Fiber in C++: Understanding the Basics

[+] hackyhacky|2 years ago|reply

I'm confused in how this article defines "fiber." At the beginning of the article, fibers are described as a lightweight userspace thread, similar to what is provided in the runtimes of Haskell and Go, and has been recently revived in Java as "virtual threads."

However, later in the article (after a long and apparently irrelevant digression about stack management), they describe Windows API functions that are required for using fibers and seem to suggest that fibers are OS-level, and not application-managed.

Am I missing something?

[edit: typo]

[+] nickelpro|2 years ago|reply

The Windows fiber library is just that, a library. It's not an OS component. It's provided because stack switching in Windows is a somewhat fraught [1] and not officially documented procedure which requires modifying the TIB [2].

Doing it correctly isn't hard, and has been done many times in bullet-proof libs (notably boost::context), but MS would maybe rather you not.

[1]: https://devblogs.microsoft.com/oldnewthing/20080215-00/?p=23...

[2]: https://en.wikipedia.org/wiki/Win32_Thread_Information_Block

[+] flohofwoe|2 years ago|reply

"Fibers", "green threads", "stack switching", "cooperative multitasking" are essentially all the same thing, they all rely on being able to switch execution context by switching to a different stack within the same OS thread. As such they can be implemented either in (CPU/OS-specific) user code or in "OS APIs" (like the Windows Fiber functions).
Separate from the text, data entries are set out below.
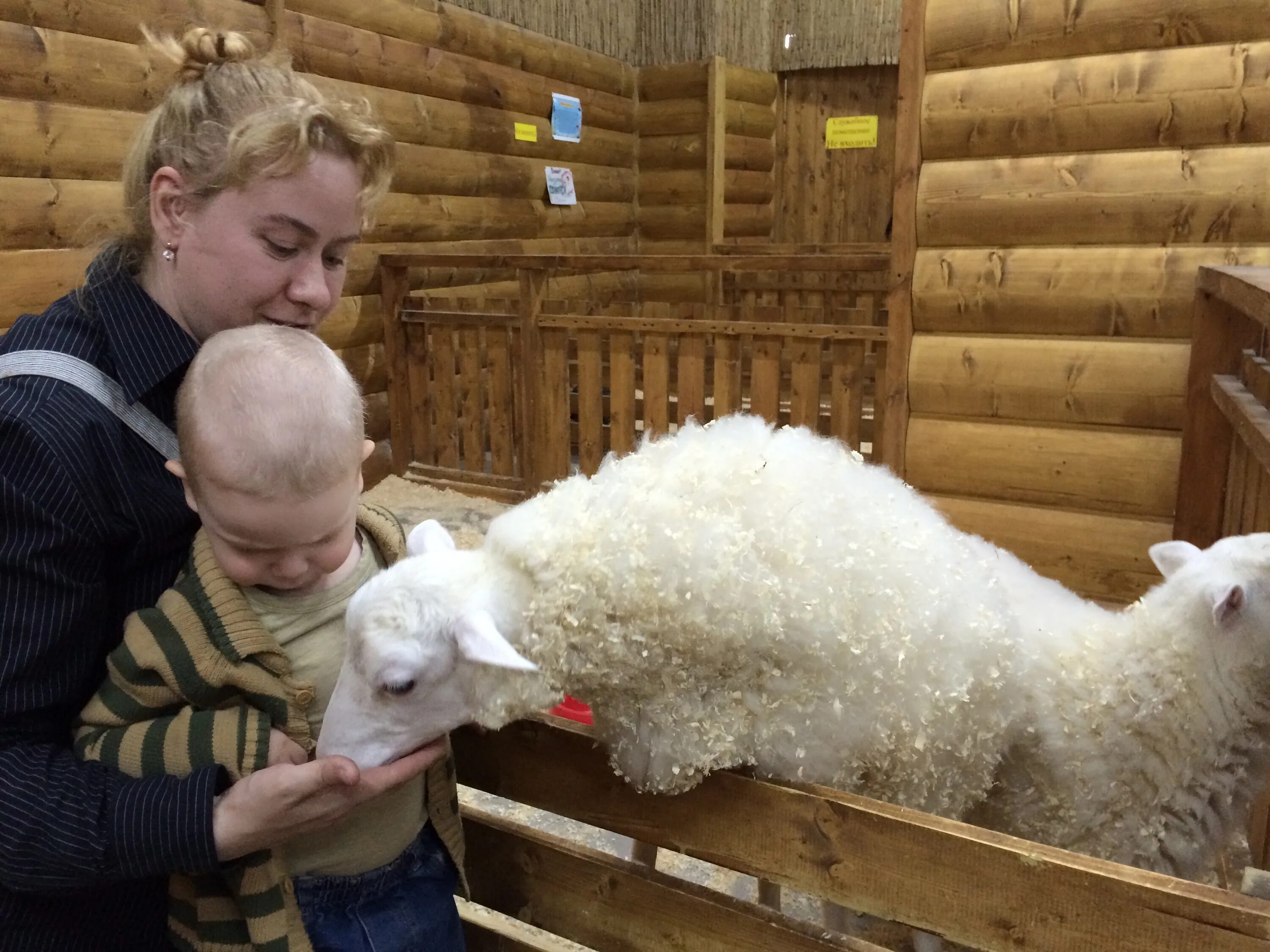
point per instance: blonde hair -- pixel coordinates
(234, 116)
(277, 412)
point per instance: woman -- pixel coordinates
(246, 190)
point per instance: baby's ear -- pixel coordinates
(177, 470)
(479, 640)
(1227, 603)
(428, 536)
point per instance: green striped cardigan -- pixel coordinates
(200, 682)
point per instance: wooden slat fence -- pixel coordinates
(501, 395)
(1225, 479)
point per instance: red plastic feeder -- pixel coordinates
(573, 710)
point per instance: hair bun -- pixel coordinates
(202, 47)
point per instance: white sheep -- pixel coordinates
(740, 596)
(731, 596)
(1146, 733)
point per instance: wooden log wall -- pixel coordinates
(1079, 164)
(449, 83)
(707, 157)
(830, 196)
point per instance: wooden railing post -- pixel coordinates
(891, 400)
(394, 286)
(527, 381)
(1220, 334)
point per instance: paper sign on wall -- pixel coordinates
(566, 117)
(560, 186)
(851, 132)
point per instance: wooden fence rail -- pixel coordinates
(981, 889)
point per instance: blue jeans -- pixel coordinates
(404, 907)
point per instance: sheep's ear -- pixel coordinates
(479, 641)
(1227, 603)
(428, 536)
(1171, 556)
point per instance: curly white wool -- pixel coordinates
(746, 596)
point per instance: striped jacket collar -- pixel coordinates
(146, 343)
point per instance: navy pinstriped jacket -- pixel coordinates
(92, 527)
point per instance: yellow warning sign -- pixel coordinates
(851, 132)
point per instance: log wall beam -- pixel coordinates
(1057, 380)
(1115, 291)
(986, 35)
(437, 25)
(1166, 196)
(1100, 555)
(1143, 99)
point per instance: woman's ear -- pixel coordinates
(168, 206)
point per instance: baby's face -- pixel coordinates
(287, 544)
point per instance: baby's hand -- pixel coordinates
(285, 751)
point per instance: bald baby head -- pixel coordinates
(270, 412)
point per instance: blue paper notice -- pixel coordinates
(566, 118)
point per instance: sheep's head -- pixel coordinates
(1227, 587)
(414, 631)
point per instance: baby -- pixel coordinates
(238, 662)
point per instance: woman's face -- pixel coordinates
(272, 252)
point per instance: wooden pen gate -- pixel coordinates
(502, 395)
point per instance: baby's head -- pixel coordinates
(272, 440)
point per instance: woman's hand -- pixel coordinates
(285, 751)
(285, 800)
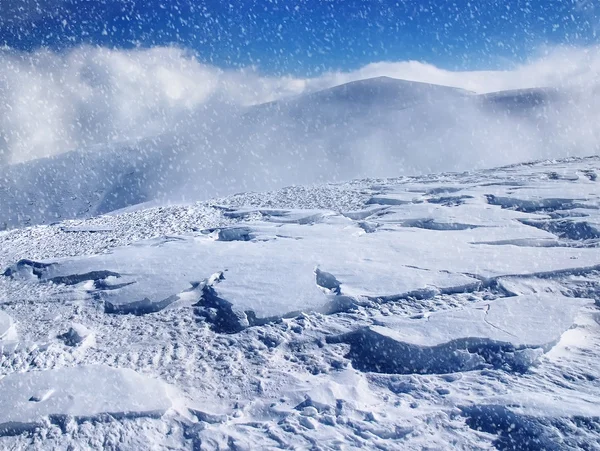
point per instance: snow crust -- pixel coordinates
(511, 332)
(81, 393)
(405, 313)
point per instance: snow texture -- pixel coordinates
(406, 313)
(81, 393)
(511, 333)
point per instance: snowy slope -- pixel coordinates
(378, 128)
(456, 309)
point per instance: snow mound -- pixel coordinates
(77, 335)
(511, 333)
(8, 333)
(35, 398)
(537, 421)
(5, 324)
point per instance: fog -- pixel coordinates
(151, 124)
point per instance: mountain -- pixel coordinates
(378, 127)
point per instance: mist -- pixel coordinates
(113, 128)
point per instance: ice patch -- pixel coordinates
(509, 333)
(82, 393)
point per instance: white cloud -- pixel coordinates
(55, 102)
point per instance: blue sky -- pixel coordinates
(310, 36)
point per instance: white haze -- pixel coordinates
(165, 98)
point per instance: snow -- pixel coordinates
(341, 133)
(313, 316)
(81, 393)
(6, 325)
(511, 332)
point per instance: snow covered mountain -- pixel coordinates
(378, 127)
(451, 310)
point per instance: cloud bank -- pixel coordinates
(51, 103)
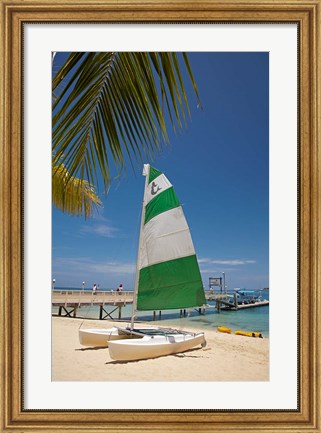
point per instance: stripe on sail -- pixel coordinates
(165, 237)
(171, 284)
(163, 202)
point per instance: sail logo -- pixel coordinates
(155, 188)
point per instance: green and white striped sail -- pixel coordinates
(168, 271)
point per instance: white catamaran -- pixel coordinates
(167, 277)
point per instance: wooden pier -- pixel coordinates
(69, 302)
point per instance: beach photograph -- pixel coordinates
(160, 217)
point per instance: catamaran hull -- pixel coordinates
(99, 337)
(153, 346)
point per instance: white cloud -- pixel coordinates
(100, 226)
(78, 264)
(234, 262)
(103, 230)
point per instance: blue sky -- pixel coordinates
(219, 167)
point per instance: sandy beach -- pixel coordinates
(227, 357)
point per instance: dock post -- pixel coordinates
(218, 305)
(235, 302)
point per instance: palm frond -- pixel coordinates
(72, 195)
(111, 109)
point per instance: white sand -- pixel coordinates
(227, 357)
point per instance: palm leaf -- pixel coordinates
(75, 196)
(111, 109)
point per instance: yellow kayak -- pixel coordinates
(249, 334)
(224, 329)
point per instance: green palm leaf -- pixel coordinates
(75, 196)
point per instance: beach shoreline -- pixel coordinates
(227, 357)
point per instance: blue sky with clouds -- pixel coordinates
(219, 166)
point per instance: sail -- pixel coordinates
(169, 275)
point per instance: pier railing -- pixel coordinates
(85, 297)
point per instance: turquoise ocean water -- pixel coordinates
(252, 319)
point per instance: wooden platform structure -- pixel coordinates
(69, 302)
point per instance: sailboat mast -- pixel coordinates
(146, 174)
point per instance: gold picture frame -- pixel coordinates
(14, 13)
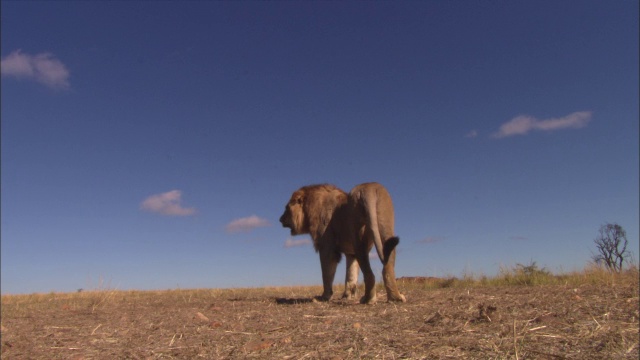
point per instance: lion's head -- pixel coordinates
(293, 216)
(310, 208)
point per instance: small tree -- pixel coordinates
(612, 247)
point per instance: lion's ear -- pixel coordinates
(298, 198)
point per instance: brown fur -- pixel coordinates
(347, 224)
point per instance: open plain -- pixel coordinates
(577, 317)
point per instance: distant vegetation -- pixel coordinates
(531, 275)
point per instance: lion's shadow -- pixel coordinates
(294, 301)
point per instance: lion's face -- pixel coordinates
(293, 216)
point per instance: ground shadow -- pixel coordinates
(294, 301)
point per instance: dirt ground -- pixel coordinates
(515, 322)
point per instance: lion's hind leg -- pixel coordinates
(351, 278)
(389, 274)
(369, 278)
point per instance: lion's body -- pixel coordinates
(350, 224)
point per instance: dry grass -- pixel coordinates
(584, 315)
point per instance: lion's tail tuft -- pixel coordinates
(388, 247)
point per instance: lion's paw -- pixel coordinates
(369, 300)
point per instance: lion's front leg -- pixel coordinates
(351, 279)
(329, 264)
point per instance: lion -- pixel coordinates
(350, 224)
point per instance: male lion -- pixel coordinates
(347, 224)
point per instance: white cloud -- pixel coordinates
(43, 68)
(471, 134)
(522, 124)
(246, 224)
(295, 243)
(167, 204)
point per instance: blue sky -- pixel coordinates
(153, 145)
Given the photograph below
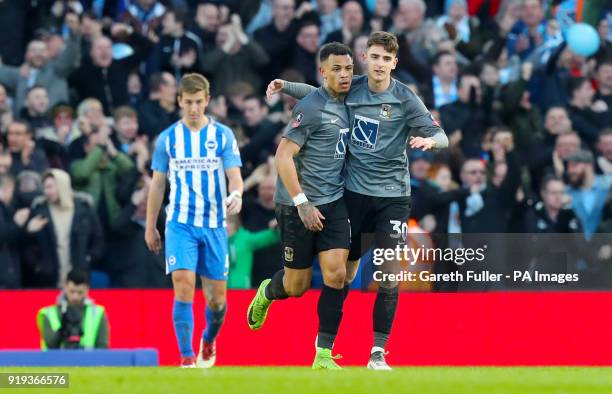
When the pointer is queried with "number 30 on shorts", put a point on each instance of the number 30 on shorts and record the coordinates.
(400, 229)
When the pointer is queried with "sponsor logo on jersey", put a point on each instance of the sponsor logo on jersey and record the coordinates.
(434, 121)
(297, 120)
(211, 145)
(385, 111)
(341, 144)
(365, 132)
(288, 254)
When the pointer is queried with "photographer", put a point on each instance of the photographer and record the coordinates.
(75, 321)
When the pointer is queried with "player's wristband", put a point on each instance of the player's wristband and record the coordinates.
(299, 199)
(235, 194)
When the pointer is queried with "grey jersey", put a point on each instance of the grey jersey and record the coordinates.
(377, 164)
(320, 127)
(380, 124)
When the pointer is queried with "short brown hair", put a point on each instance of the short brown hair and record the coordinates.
(125, 111)
(194, 83)
(386, 40)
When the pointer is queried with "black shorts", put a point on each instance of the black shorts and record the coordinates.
(300, 245)
(383, 218)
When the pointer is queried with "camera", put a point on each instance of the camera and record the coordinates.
(71, 330)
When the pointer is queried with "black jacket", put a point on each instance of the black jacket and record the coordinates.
(41, 262)
(153, 119)
(10, 236)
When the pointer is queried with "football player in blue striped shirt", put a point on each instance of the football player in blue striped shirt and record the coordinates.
(195, 154)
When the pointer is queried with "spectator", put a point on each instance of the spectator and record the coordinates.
(11, 233)
(99, 172)
(126, 139)
(56, 139)
(40, 70)
(305, 55)
(236, 58)
(427, 197)
(160, 110)
(6, 161)
(144, 15)
(278, 37)
(64, 233)
(28, 187)
(603, 76)
(207, 21)
(604, 147)
(13, 31)
(260, 131)
(443, 86)
(588, 116)
(178, 51)
(75, 321)
(523, 117)
(550, 214)
(457, 17)
(589, 192)
(36, 109)
(135, 88)
(381, 15)
(330, 16)
(6, 113)
(467, 115)
(359, 46)
(353, 23)
(487, 211)
(105, 78)
(25, 154)
(242, 246)
(530, 31)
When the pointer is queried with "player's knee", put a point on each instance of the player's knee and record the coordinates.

Only downside of the technique is that it cannot be implemented in WASM (and maybe some other esoteric runtime environments), because WASM has separate data- and call-stacks and the call stack is not accessible from within the WASM virtual machine (while 'async-await' which relies on code transformation done by the compiler can be implemented in WASM just fine).

There is a 'stack-switching proposal' for WASM though, but I don't know what's the state of that:

https://github.com/WebAssembly/stack-switching

[+] bicarbonato|2 years ago|reply

Setting aside certain implementation details, here's the basics:

Kernel Threads (aka threads): OS-Level and preemptive.

Green Threads (aka lightweight threads, virtual threads or goroutines): User-level and preemptive.

Fibers: User-level (sometimes OS-level or offered as a OS library, like in Windows) and cooperative.

Coroutines: User-level and cooperative.

[+] pvg|2 years ago|reply

Windows has its own fibers facility which does some things for you but still leaves the scheduling to the application so it's still fibers. It's a little confusing in the article but they look at the Windows API as a kind of API template - what do you need to implement to have fibers. Then they describe their own implementation.

[+] ojkelly|2 years ago|reply

My general understanding is that a fiber is a lightweight thread, and conceptually can be implemented inside any program that wants to schedule its own fibers.

They’re distinct from CPU threads.

When I last dived into fibers I discovered windows was trying to make them a thing quite a while ago which is why we have things like [0].

Fibers being virtual threads, are recursive. In the same way you can run a VM inside a VM, you could build fibers on top of fibers (which sounds like a recipe for unpredictable performance).

[0] https://learn.microsoft.com/en-us/windows/win32/procthread/u...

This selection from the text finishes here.